The rich are getting poorer and the poor are getting richer in the Three-I League. The top two clubs were dealt the old equalizer again Wednesday night, Evansville dropping a 7-0 loss at Burlington and Cedar Rapids giving away another chunk of charity to slowly reviving Davenport, 10-5.

Cedar Rapids now is in a virtual tie with Keokuk for second place, leading the Kernels by three percentage points. Evansville, which maintained its three-game lead over the Indians, has managed only three hits each of the last two nights.

But recent games have been especially hard on the Indians. Playing at home in eight games, they won only three and lost five against three second division foes. It was a golden chance to gain on Evansville which now returns home for 10 games.

What makes it worse for the Indians, the sweet pitching and fielding that carried them to the top of the league early in the campaign have suddenly soured. The hitting has improved but not enough to top foes who are collecting 14, 12 and 10 runs a game. The Indians pitchers have had trouble getting the side out, but the blame is not all theirs. In the 12-6 and 10-5 losses of the last two nights, 15 of the 22 Davenport runs have been unearned.

The Indians took the bus Thursday with their agile first baseman, Al Smith, crippled up with an injury to the Achilles tendon in his left foot. Smith was hurt when he stamped down on the first base bag in the fifth inning. he refused to leave the game until the inning was over and the foot started to swell.

It was the same type of injury that benched Smith part of last season. He left Thursday morning on the long (13 days) road trip, but it was certain Smith would miss at least several games.

Wednesday night the Indians gave Davenport six undeserved tallies and bowed to Ewell Utley’s seven-hit pitching despite solid home runs by Rocky Colavito and Mickey Finn. Charlie Bradshaw started and looked like a long lost relative to the Tigers. He gave up 10 hits before manager Jimmy Bloodworth brought in Wally Harr during Davenport’s five-run seventh. Harr got only one man out before Daley came in to finish up.

To the Indians offense goes the credit of catching the Tigers for a 4-4 tie after trailing by 4-1. They did this in the sixth, mainly on doubles by Maley Truss and Finn and shortstop Charlie Moore’s boot. But the enjoyment was short lived for the 1,457 fans. Davenport went out ahead, 9-4, and added another tally in the eighth, also unearned on a low throw to third by Bob Wortman, the catcher who was filling in for the injured Smith.

Colavito hit his eighth homer of the year (he now has five other hits) in the fifth with no one aboard. It left the park by way of the 340-foot spot in left field.
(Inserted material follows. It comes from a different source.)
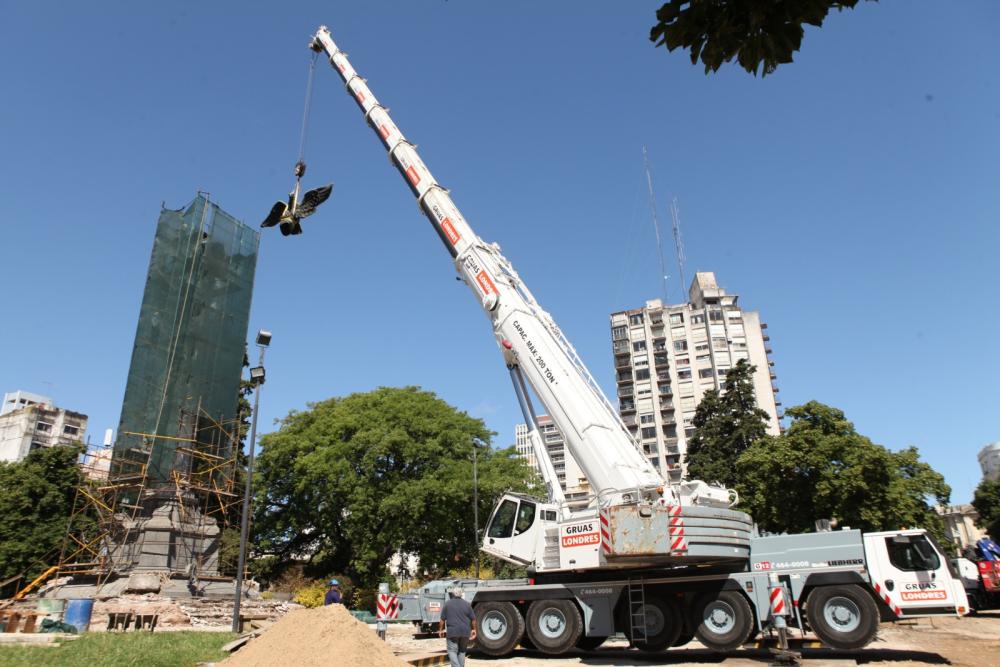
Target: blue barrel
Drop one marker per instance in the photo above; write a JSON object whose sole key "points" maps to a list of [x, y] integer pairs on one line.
{"points": [[78, 613]]}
Finn’s fifth circuit wallop also was a solo trip. He poled his over the deepest part of the outfield fence, more than 370 feet from home plate in center field.

Bud Stone homered for the Tigers and it also was a one-run blow, leading off the sixth inning. It traveled 350 feet. Keith Jones continued to steal hits from the Indians in center field. He went back to the 370-foot mark to haul down one of Truss’ drives in the fourth, but Truss poked a double over Jones’ reach in the same spot two innings later.

Finn’s two wallops in four trips hiked his average to .275, the highest point of the campaign.

The total adult paid admissions for the first 21 Indian home openings is 41,355, an average of 1,969. That does not include 1,831 ladies and others admitted for the 30-cent ticket, nor the Knotholer”s and other free admissions. The Indians have been rained out six times at home, with one game made up in a doubleheader.

Transcribed from the digital archives of the Cedar Rapids Public Library.